I'm a woman. I'm a transgender woman. I'm a dyke. Other lesbians accept me as a lesbian. I'm queer. I'm a feminist. I am some sort of post modern (pomo)/radical feminist. I am a sex positive feminist meaning I don't find erotica/pornography, sex work/prostitution, BDSM, butch-femme, sex acts or sex toys to be anti-feminist. I like erotica/pornography. I like lesbian erotica/pornography. BDSM is fun. Butches are hot. Femmes are hot. OK, women in general are hot. I have sexual kinks. I'm pro-LGBTQ. I think LGBTQ issues are feminist issues. I think transgender issues are feminist issues. I think that political lesbianism is a theft of lesbian identity and culture. I'm an anti-capitalist socialist more or less. I'm a university student. I'm studying to be an academic. I'm an activist in both feminist and LGBTQ issues. I'm accepted as a woman and a feminist by my university feminist group. I benefited from male privelege for most of my life. I'm a transsexual woman. I only started transitioning a year ago. I'm an agnostic pagan who grew up Christian. My good Christian mother loves me, her transgender daughter. I'm mentally ill. "Gender dysphoria" does not make me mentally ill. I am neither young nor beautiful. I'm overweight/fat. Becoming a femme transdyke does not mean I'm reifying the gender binary. Transmen are men. Asexual, bisexual, genderqueer, pansexual, polysexual, and all sorts of other gender and sexual identities exist and are valid.

That's not everything, but it's a good start for offending people I'm sure. However, I'm not trying to offend just to offend. I'm trying to speak and stop the erasure of my reality, my identity, my very being. So, I hope that you'll stick around even if I've already offended you or even if I've not yet managed it.

Guitar Heroin(e)

I'd planned for my first blog post to actually give a background of who I am, what I think, and why the heck anyone should read my blog. And then a friend and I played Guitar Hero III last night and into the early morning. I'm really not a big fan of video games and yet I find it incredibly addicting. It was nice to have women as well as men guitarists shown playing, although if you're watching the pretty video you're not really playing the game well.
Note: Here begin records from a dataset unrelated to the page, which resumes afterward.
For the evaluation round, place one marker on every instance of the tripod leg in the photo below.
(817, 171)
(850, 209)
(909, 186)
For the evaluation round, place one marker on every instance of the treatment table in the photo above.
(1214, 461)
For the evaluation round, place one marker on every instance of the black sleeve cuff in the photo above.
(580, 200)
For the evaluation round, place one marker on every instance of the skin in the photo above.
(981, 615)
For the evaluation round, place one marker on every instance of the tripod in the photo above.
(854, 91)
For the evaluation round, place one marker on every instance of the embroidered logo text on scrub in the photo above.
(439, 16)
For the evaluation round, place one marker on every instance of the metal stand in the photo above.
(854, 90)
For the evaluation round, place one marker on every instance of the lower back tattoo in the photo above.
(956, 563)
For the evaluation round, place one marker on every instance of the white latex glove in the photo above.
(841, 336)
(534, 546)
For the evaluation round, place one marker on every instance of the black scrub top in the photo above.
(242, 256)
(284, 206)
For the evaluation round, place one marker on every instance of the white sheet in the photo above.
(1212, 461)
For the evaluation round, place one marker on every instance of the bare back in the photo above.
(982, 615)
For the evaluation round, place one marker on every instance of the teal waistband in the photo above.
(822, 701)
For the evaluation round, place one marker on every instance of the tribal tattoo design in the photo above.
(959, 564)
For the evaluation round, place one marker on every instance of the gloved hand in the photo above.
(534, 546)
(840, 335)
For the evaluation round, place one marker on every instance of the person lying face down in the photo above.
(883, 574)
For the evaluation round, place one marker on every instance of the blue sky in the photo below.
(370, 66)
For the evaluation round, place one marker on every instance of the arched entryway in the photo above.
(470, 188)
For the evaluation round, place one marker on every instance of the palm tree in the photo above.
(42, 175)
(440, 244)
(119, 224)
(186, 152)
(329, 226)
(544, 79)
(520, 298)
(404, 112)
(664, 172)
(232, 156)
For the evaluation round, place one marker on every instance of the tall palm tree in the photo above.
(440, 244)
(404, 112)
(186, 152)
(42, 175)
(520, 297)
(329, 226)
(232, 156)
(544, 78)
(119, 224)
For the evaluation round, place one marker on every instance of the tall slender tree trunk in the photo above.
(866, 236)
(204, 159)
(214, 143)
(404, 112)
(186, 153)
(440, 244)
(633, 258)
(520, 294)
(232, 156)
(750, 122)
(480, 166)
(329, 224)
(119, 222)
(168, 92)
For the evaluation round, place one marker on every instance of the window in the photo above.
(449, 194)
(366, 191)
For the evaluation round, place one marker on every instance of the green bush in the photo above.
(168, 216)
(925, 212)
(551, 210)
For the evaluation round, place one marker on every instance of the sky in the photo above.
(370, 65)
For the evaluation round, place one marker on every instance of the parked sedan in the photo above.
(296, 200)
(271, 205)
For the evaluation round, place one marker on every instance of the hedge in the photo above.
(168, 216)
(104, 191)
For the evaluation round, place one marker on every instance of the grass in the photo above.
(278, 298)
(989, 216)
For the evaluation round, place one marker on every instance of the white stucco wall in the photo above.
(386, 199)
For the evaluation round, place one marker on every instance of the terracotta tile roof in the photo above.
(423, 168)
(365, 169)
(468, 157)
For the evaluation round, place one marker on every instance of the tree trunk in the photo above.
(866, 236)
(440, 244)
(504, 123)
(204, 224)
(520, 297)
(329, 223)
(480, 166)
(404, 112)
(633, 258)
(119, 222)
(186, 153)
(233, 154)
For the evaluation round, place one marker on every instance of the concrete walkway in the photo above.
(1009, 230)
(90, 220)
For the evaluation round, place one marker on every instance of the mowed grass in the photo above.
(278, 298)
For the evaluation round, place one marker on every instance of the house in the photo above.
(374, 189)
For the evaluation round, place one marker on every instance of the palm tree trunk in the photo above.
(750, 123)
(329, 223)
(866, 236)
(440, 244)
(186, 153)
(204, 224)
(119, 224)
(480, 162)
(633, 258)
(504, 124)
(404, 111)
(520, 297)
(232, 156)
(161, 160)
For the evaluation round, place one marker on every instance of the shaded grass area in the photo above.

I also embarrassed myself somewhat as I found myself rocking out while playing so I must have been having fun.

However, I was less than thrilled with the fact that you almost always have the same dude singing. Why? Because out of the 70-some songs in the game exactly three were sung by women. Uh, hello? That's just ridiculous, especially when you've included songs from 1966 or so on to now. Sure, rock may be dominated by men, but not to this extent. Geez!

So props for the women guitarists since women strum just as hard, but lack of hard-rocking women singers ticks me off since I like singing when I'm playing.